I got Domain: (5, infinity), Range (-infinity, infinity) and for Inverse: Domain(-infinity, infinity), Range:(5, infinity). When I checked my answer online though I got a different answer

Instead of negative infinity to infinity for range of function it says 0 to infinity but I'm confused why since domain of inverse is negative infinity to infinity

the range for sqrt of above is not negative

how do you get negative as range if theres no form of negation outside the sqrt

so its 0 to infinity

you know this already im sure

Oh I see

@clear glade theres another way to look at this, the inverse is reflection over y=x

ex

so if you need an image that will help

I see

but I thought range of the original function is the domain of the inverse

well here it swaps

i dont know that as a hard rule but there could be a simple counterexample that flew over my head

btw, the domain of the inverse isnt even correct

I see

?

well you see the inverse function, if you got that then you can tell me that the domain doesnt bother with -infinity

yet you included it

i guess u just looked at the result and thought, i can plug in negatives here

so for x^2+5 domain is not -infinity to infinity

yeah i peeped that, i just thought about reflecting over y=x

as the inverse of the function, no

but alone it is defined with negatives

oh right

it needs to be one to one

so if you include the negatives its no longer one to one

@clear glade

bc lets say it isnt one to one and you go backwards in reflecting, its not a function anymore

bc you know vert line

right

I understand now, thanks

how do I this one? a.) for example

For Inverse

I changed x and y and got to x=-2^y + 3 but not sure what do now

$x=-2^y + 3$

Waterblade:

well

you need to isolate y now

oh ok

so x -3 = -2^y now

now I think I have to do something with log right?
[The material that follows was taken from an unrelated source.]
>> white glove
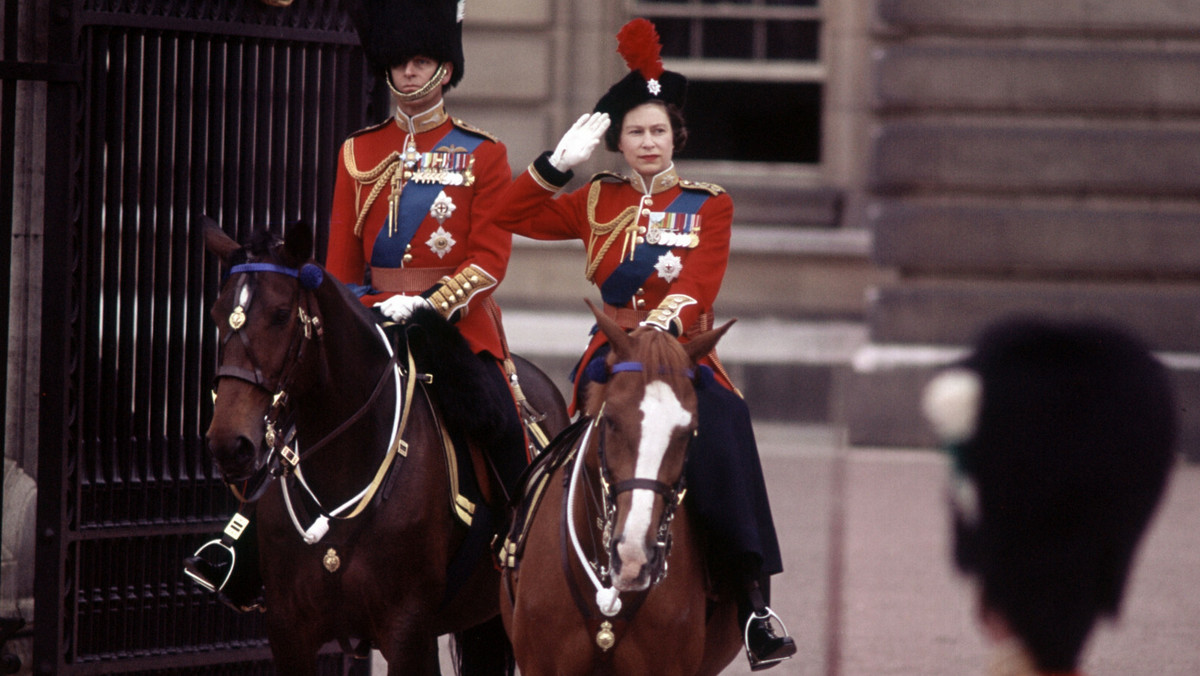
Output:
[376,295,433,322]
[550,113,608,172]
but I can't do log base -2 so not sure how to do this part

u dont have to

just move it to the other side

move what?

the -2^y

it's not (-2)^y

it's -2^y

so $x+2^y = 3$

Waterblade:

im confused

no!

multiplying both sides by -1 no bueno????

oh yea

does log base 2 (-x+ 3) = y look good

@clear glade 👍

Arigatou senpai

Roketto-senpai

why is this true?

I thought range would be positive 1 to infinity

since inverse has domain of 1 to infinity

no, the domain of the inverse is not (1, +∞)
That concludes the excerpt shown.